The situation in question is the melting of a tungsten tile: the picture at right shows the deliberately misaligned tile stack being prepared for installation in JET. It will be located in JET's exhaust system, the divertor, an area at the bottom of the vessel in contact with the plasma. During operation the plasma circulates around the vessel at high speed guided by the magnetic field lines, which meet the walls in the divertor at a very low angle.
The heat load is spread by the particles skimming the surface in this way, but any part sticking out—putting its head above the parapet—will be subject to up to thirty times more heat than its properly aligned neighbours.
The experiment is part of the exploration of material behaviour that JET is carrying out on ITER's behalf. Tungsten has an important role in tokamaks as the metal with the highest melting point, 3,422 degrees celsius—obviously a great advantage when containing hot plasma. However if tungsten does get vaporized and contaminate the plasma, its large number of electrons give rise to a lot of radiation, which can seriously affect energy confinement.
Since fusion plasmas usually operate in the range of hundreds of millions of degrees, reaching 3,422 degrees and melting tungsten does not sound hard—in fact it has been done before in experiments in other devices.
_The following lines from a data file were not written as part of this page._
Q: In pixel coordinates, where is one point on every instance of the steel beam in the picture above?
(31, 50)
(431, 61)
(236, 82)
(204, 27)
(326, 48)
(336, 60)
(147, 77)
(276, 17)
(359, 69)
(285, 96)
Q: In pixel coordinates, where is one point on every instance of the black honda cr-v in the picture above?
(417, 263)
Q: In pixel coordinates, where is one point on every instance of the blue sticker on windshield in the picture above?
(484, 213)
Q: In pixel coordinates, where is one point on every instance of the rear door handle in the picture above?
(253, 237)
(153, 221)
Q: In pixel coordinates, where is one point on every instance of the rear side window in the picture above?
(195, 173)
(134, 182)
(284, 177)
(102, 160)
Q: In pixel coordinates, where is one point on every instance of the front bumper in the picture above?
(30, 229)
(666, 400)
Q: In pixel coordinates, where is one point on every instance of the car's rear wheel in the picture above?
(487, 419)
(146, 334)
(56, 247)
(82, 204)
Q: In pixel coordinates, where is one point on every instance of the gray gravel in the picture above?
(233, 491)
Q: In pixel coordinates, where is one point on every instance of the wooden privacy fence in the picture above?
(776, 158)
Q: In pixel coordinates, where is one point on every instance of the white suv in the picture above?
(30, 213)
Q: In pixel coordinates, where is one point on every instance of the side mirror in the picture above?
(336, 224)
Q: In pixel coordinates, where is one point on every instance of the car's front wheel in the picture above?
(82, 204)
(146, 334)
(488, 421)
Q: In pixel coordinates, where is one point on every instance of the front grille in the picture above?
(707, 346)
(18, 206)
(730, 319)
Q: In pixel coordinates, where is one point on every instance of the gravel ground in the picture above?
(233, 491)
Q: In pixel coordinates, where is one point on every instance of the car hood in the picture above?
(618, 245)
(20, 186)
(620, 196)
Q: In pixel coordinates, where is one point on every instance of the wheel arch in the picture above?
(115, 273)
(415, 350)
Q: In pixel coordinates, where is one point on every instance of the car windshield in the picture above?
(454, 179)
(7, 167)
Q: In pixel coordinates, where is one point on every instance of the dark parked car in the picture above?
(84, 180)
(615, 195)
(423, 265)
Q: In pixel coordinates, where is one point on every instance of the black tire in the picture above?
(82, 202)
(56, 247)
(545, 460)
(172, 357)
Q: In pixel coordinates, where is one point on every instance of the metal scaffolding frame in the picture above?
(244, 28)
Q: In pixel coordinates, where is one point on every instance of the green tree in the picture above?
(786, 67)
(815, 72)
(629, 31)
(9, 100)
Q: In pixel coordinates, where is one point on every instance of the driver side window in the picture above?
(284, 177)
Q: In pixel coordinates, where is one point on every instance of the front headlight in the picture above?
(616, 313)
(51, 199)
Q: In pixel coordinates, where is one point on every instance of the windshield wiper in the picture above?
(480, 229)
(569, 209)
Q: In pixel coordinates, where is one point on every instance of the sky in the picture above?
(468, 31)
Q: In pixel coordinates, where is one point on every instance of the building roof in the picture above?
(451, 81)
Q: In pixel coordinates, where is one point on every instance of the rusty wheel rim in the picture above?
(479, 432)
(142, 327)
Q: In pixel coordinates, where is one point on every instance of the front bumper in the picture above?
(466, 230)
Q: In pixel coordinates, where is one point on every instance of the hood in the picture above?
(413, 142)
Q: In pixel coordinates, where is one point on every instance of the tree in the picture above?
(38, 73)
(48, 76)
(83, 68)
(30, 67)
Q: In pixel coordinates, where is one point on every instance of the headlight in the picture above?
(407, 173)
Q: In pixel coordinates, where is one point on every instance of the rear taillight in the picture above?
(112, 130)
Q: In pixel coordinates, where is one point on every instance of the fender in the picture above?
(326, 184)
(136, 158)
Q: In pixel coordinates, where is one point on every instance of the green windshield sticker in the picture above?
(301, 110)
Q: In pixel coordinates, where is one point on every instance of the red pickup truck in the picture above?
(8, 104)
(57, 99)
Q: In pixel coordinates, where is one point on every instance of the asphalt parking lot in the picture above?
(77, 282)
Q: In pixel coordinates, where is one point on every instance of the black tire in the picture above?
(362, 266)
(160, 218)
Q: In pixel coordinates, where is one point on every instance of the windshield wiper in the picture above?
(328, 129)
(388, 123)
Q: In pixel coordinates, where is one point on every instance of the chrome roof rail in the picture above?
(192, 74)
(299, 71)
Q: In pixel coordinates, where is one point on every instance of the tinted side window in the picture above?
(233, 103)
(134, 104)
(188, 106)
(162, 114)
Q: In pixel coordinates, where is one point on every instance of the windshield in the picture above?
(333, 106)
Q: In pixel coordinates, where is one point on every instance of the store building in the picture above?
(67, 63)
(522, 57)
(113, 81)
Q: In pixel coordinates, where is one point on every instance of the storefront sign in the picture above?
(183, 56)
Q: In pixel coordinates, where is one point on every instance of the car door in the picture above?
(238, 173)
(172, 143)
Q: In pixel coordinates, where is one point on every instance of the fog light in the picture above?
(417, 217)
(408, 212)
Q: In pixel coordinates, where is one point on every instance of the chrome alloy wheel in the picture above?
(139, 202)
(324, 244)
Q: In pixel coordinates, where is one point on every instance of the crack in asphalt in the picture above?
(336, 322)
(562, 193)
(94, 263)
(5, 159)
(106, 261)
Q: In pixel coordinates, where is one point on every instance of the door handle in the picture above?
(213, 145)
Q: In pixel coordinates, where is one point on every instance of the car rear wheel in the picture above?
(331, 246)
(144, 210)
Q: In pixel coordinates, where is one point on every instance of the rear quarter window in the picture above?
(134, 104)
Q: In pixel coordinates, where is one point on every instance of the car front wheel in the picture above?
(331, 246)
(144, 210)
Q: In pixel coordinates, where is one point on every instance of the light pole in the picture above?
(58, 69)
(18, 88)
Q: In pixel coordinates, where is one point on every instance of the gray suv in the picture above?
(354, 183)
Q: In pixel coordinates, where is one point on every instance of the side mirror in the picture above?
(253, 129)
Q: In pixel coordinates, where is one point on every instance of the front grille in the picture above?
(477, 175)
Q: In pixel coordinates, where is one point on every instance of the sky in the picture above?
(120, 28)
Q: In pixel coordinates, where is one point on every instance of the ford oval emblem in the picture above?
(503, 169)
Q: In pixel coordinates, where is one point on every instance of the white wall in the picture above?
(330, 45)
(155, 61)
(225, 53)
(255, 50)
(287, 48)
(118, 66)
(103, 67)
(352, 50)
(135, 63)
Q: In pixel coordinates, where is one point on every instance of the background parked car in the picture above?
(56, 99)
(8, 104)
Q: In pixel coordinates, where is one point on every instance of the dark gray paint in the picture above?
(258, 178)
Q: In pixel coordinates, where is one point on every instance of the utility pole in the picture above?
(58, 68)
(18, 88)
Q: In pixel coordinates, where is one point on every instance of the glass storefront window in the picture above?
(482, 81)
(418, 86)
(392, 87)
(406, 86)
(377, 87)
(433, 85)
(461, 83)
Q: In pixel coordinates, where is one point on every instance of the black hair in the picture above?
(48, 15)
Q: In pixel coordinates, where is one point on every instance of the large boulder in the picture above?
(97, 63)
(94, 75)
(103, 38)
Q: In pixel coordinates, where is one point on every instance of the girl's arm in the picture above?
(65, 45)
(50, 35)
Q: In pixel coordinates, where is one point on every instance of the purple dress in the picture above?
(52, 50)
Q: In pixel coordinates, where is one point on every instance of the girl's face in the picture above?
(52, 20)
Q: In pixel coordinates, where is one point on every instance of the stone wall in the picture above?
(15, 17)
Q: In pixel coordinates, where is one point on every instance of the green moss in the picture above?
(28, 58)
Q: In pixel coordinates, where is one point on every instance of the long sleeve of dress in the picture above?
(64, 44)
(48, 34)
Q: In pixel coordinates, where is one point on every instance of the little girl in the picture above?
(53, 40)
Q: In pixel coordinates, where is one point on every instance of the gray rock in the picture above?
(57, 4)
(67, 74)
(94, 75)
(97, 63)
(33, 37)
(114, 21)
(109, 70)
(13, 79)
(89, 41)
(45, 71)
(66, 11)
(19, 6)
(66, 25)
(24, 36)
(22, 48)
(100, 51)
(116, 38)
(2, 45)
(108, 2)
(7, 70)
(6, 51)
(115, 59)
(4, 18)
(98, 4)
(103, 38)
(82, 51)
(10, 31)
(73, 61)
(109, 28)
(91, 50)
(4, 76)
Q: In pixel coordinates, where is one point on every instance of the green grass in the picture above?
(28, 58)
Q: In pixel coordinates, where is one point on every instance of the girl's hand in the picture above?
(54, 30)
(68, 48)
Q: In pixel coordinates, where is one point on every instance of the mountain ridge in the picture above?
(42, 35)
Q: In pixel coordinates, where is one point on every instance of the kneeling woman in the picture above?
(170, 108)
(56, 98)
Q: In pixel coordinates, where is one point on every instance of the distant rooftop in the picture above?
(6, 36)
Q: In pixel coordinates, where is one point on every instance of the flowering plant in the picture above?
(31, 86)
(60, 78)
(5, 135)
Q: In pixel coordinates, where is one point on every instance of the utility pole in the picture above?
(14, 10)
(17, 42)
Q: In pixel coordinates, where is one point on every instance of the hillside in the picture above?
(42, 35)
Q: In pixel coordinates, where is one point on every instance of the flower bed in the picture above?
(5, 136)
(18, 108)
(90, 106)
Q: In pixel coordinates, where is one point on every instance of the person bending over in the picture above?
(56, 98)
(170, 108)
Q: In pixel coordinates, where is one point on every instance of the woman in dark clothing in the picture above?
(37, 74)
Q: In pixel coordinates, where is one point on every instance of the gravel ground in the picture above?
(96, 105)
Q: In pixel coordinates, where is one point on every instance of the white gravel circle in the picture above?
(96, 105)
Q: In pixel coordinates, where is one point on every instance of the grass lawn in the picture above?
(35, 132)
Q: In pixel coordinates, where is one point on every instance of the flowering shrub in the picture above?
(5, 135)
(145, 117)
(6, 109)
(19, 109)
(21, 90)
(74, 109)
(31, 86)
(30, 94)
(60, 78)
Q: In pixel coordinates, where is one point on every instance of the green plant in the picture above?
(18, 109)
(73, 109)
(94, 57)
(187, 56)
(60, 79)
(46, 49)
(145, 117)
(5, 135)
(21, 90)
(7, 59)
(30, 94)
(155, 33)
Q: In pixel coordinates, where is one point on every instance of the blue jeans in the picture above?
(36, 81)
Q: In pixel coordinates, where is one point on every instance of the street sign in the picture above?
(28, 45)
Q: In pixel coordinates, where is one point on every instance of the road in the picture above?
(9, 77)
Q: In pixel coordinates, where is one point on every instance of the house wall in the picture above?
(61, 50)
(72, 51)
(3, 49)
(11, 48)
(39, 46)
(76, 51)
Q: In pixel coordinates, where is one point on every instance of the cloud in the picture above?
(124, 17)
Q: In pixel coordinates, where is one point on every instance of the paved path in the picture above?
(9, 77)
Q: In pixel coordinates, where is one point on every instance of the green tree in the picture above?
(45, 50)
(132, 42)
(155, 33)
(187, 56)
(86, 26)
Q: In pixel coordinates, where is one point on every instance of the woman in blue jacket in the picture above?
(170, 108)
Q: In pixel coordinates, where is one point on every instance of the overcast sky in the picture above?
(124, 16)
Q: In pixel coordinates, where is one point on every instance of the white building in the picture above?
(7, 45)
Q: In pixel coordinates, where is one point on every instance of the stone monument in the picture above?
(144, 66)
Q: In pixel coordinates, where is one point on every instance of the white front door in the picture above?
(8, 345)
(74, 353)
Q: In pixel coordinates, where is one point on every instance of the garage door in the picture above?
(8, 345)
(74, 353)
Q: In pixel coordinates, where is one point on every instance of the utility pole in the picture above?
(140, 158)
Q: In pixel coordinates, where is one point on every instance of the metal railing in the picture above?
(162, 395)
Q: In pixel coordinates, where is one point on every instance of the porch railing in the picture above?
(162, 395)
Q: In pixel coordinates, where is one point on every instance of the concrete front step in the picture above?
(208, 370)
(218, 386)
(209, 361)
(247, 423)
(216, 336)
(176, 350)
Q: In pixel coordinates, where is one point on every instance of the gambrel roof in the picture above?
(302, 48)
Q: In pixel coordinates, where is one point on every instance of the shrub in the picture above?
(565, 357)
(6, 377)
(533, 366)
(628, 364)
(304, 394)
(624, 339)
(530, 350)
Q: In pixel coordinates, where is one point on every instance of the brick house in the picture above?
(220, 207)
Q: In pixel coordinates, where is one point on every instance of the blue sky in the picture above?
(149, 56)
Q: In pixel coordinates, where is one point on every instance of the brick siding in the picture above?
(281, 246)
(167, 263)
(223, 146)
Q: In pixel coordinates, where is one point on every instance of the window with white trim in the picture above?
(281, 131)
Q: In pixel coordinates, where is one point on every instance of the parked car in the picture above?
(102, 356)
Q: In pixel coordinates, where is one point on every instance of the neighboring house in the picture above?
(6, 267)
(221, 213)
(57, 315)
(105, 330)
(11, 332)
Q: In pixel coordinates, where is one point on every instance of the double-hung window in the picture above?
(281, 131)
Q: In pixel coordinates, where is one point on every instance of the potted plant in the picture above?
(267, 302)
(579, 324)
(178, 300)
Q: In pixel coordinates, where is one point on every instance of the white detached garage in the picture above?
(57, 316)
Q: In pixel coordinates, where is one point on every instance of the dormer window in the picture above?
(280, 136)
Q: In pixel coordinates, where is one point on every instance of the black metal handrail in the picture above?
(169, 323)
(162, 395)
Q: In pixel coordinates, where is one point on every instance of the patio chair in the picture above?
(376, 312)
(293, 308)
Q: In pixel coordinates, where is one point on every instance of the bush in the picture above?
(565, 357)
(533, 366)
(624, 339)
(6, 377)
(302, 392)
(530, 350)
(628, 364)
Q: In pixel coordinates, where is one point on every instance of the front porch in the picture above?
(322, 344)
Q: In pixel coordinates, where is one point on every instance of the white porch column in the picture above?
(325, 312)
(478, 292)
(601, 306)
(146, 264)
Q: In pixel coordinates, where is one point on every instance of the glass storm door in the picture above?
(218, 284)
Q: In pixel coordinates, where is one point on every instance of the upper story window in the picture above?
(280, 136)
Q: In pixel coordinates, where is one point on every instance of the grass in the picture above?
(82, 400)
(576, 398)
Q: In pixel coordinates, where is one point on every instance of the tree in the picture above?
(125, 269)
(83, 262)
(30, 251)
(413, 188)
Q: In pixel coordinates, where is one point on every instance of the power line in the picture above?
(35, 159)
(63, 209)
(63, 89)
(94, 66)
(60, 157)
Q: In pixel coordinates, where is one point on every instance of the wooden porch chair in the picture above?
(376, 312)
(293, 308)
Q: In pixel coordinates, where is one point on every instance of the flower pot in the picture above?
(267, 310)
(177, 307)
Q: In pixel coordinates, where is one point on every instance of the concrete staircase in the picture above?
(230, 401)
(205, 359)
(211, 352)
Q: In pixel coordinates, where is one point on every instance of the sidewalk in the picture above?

What complicates this experiment is the requirement to melt the tile with transient heat generated by turbulent events known as Edge Localized Modes, or ELMs. While the base temperature of the tiles can be easily modelled and controlled to prevent melting, the sudden bursts of energy supplied by ELMs may be less predictable in ITER's larger, hotter plasma.
JET, as the largest operational tokamak in the world, is the only facility that has enough energy in its plasma to achieve a transient melt. Its ELMs are much studied—they can occur up to 30 times a second, but last less than a millisecond, so it will take care to get the peak temperatures above the melting point while keeping the steady temperature below. It is hard to know exactly how much damage these events could cause.
"After a melt, the best result would be if the next few pulses remove or erode the melted material and then we are back to operation that is as good as before," says Chief Engineer Valeria Riccardo. Just to be on the safe side the area chosen for the melt, Tile 5, Stack A, is at one end of the assembly. "It's an area not used much as the plasma contact point because it is difficult to achieve good density control in that configuration. That way even if the damage is not recoverable we can still use the better configurations for other experiments."